Here’s the weight-loss chart revised to show the difference between each diet and the control (this chart shows the experimental effect).
The Value of Randomized Assignment
Randomized assignment helps us feel confident that the weight loss is not specific to the fans of a particular diet.
Because of the randomization, we can ask the following question. For each diet, what happens if we assigned the person to a different diet?
This is an indicator of whether a diet is actually better or if the people who are attracted to a diet have some other characteristic that is effecting our observational results.
The obvious example of bias would be a skew toward male or female. Bigger people have more weight to lose (male), plus we observed that males tended to lose a higher percentage of their body weight (2.8% vs. 1.8%).
Comparing the diets this way adds another promising diet approach: no sweets. But let’s, be real, the differences between these diets are very small, less than half a pound over four weeks, as compared to doing any diet at all, five pounds over four weeks. Our advice is pick the diet that’s most appealing (rather than trying to optimize).
Soda is bad! And other Correlations.
What else leads to weight loss?
It helps if your existing diet is terrible (your new diet is even better in comparison). People who reported heavy pre-diet soda consumption lost an extra 0.6% body weight.
Giving up fast food was also good for an extra 0.6% (but probably not worth adding fast food just to give it up).
Men lost more weight (2.6% vs 1.8%).
Adherence mattered (duh). Here’s a chart with weight loss by adherence.
How much of the time did people follow the diet advice?
Choosing a Diet
Ok. Now I think I’ve explained enough that you could choose one of these diets. All of them are available via the Lift app available on the web, iPhoneand Android.

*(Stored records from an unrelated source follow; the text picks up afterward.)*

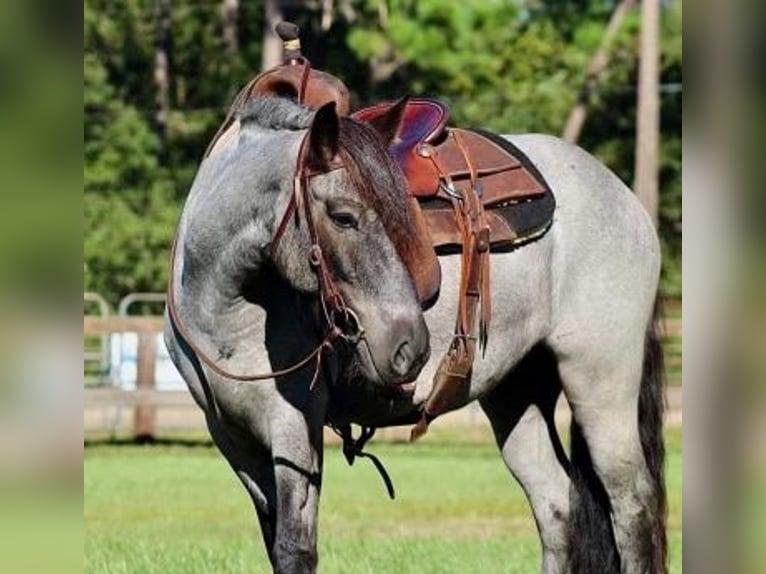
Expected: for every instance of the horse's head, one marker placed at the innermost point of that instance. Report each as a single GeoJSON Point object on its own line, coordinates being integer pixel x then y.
{"type": "Point", "coordinates": [355, 207]}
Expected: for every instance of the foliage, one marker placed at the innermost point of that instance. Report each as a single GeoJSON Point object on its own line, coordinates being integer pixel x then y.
{"type": "Point", "coordinates": [506, 65]}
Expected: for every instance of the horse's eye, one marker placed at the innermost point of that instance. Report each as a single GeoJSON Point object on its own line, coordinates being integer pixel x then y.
{"type": "Point", "coordinates": [344, 220]}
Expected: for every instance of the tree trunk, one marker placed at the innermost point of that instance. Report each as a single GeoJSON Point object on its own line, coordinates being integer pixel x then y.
{"type": "Point", "coordinates": [162, 66]}
{"type": "Point", "coordinates": [272, 45]}
{"type": "Point", "coordinates": [596, 68]}
{"type": "Point", "coordinates": [230, 12]}
{"type": "Point", "coordinates": [647, 113]}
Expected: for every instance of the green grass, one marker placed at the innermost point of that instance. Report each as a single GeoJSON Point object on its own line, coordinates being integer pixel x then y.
{"type": "Point", "coordinates": [181, 510]}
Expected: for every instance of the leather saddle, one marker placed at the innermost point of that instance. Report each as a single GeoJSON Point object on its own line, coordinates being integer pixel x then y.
{"type": "Point", "coordinates": [437, 162]}
{"type": "Point", "coordinates": [477, 193]}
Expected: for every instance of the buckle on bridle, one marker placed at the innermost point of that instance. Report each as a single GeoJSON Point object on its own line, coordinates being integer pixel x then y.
{"type": "Point", "coordinates": [315, 255]}
{"type": "Point", "coordinates": [348, 324]}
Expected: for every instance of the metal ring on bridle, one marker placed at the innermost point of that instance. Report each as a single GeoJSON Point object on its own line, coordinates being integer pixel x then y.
{"type": "Point", "coordinates": [450, 190]}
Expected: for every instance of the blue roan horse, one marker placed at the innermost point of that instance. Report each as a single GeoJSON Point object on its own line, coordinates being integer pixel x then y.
{"type": "Point", "coordinates": [572, 312]}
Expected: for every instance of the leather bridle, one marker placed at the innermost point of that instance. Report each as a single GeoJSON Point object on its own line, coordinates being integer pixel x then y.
{"type": "Point", "coordinates": [341, 322]}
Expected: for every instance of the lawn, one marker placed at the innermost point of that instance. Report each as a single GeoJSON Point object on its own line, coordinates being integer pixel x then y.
{"type": "Point", "coordinates": [177, 509]}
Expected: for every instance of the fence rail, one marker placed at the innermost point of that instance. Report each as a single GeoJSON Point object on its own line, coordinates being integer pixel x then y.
{"type": "Point", "coordinates": [177, 408]}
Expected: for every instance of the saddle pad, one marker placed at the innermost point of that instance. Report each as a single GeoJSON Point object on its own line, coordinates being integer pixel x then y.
{"type": "Point", "coordinates": [512, 222]}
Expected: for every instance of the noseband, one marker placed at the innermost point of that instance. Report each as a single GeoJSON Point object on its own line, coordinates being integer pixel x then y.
{"type": "Point", "coordinates": [341, 321]}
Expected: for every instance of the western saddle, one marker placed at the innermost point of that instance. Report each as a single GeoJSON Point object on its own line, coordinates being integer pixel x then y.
{"type": "Point", "coordinates": [473, 193]}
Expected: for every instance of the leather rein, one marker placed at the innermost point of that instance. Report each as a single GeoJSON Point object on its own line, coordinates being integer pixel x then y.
{"type": "Point", "coordinates": [342, 323]}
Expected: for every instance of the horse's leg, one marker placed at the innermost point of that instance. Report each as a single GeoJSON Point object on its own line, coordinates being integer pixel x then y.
{"type": "Point", "coordinates": [617, 456]}
{"type": "Point", "coordinates": [521, 410]}
{"type": "Point", "coordinates": [281, 469]}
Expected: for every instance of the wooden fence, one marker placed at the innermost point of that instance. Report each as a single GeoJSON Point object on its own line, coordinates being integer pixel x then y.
{"type": "Point", "coordinates": [146, 401]}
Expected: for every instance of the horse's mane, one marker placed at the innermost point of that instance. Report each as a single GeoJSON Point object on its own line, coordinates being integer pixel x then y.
{"type": "Point", "coordinates": [372, 171]}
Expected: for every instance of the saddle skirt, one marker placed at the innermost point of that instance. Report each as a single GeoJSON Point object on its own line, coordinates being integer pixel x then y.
{"type": "Point", "coordinates": [442, 163]}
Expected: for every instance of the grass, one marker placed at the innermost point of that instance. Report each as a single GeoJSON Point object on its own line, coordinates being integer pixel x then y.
{"type": "Point", "coordinates": [176, 509]}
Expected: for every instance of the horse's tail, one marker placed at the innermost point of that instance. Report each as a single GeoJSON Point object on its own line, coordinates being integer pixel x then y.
{"type": "Point", "coordinates": [651, 411]}
{"type": "Point", "coordinates": [592, 545]}
{"type": "Point", "coordinates": [591, 540]}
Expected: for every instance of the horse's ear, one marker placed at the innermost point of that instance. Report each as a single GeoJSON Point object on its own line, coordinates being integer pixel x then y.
{"type": "Point", "coordinates": [324, 136]}
{"type": "Point", "coordinates": [387, 124]}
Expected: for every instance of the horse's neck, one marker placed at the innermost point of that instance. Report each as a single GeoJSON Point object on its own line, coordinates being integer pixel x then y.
{"type": "Point", "coordinates": [233, 209]}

Given that all the diets work, the real question you should be asking yourself is which one do you most want to follow.
I can’t stress that enough. It’s not just about which had the most weight loss. Choose a diet you can stick to.
Let’s Talk Success Rate
Adherence matters. Even half-way adherence to a diet led to more than 1% weight loss (better than the control groups).
This brings up an interesting point. So far, our data is based on the people who made it all the way to the end of our study. This is the survivor bias. We don’t know what happened to the other people (hopefully the diets weren’t fatal).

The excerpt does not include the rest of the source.